Spun: Caribou

By Alan Cho



Bands change their name to rebrand themselves, chasing their muse into new markets and the iPods of elusive demographs. Then, there are bands who get sued by Handsome Dick Manitoba for trademark infringement. Dan Snaith’s Manitoba became mired in the latter and, to avoid a lawsuit from the frontman for the Dictators, took on the new moniker of Caribou. The name change, though, hasn’t stopped Snaith from creating some of the most interesting electronica music in Canada today; especially with his latest album, The Milk of Human Kindness.

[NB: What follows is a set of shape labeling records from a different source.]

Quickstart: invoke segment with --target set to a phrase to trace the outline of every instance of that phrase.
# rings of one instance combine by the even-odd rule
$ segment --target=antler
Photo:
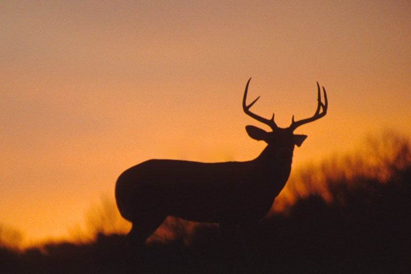
[[[325,116],[327,114],[327,108],[328,107],[328,101],[327,100],[327,93],[325,92],[325,89],[324,88],[324,87],[322,87],[322,91],[324,92],[324,104],[323,104],[321,101],[321,91],[318,82],[317,82],[317,87],[318,88],[318,105],[317,105],[317,111],[316,111],[316,113],[310,118],[303,119],[302,120],[300,120],[299,121],[297,121],[297,122],[294,121],[294,115],[293,115],[293,119],[291,120],[291,125],[288,128],[294,131],[299,126],[304,124],[313,122],[316,120],[318,120],[321,117]],[[322,109],[322,112],[320,113],[320,111],[321,109]]]
[[[271,118],[271,119],[269,120],[268,119],[266,119],[265,118],[263,118],[260,116],[258,116],[256,114],[254,114],[250,111],[250,108],[254,105],[254,103],[255,103],[258,98],[260,98],[260,96],[257,97],[257,99],[253,101],[250,105],[247,106],[246,104],[246,99],[247,97],[247,91],[248,91],[248,86],[250,84],[250,81],[251,80],[251,78],[250,78],[248,82],[247,82],[247,84],[246,85],[246,90],[244,91],[244,97],[243,98],[243,110],[244,111],[244,112],[248,115],[249,116],[255,119],[257,121],[259,121],[260,122],[265,124],[266,125],[269,126],[271,128],[271,129],[274,130],[275,129],[278,128],[278,127],[277,126],[277,125],[275,124],[275,123],[274,122],[274,114],[273,114],[273,117]]]

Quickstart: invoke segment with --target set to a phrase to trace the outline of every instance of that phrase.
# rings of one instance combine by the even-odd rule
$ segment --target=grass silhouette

Snaith’s last album, Up in Flames, cemented his position as a critical darling in the electronica scene, The Milk of Human Kindness gives us Snaith at his most focused. While most recent electronica albums malinger in the musky basements of amateur laptop DJs or content to recycle urban funk riffs, Snaith’s new album is a celebration of rural Canada–an area long ignored by most except Canadian Lit writers forced onto English classes. It makes for an unusually expansive album, blue prairie skies and coniferous forests bursts from the myriad of samples Snaith created himself. Not content in just playing every instrument on the album’s 11 tracks, Snaith also lends his voice. Subdued and a whiskey shot past timid, his voice only accents the vastness in the music.

At first listen, The Milk of Human Kindness may seem too minimalist, too ethereal to really grasp. But auscultate to the chug of ghost trains barreling by grain elevators evoked in “A Final Warning” or the winding synths through the hoodoos of “Drumheller” and Snaith reveals the power within a part of Canada long ignored.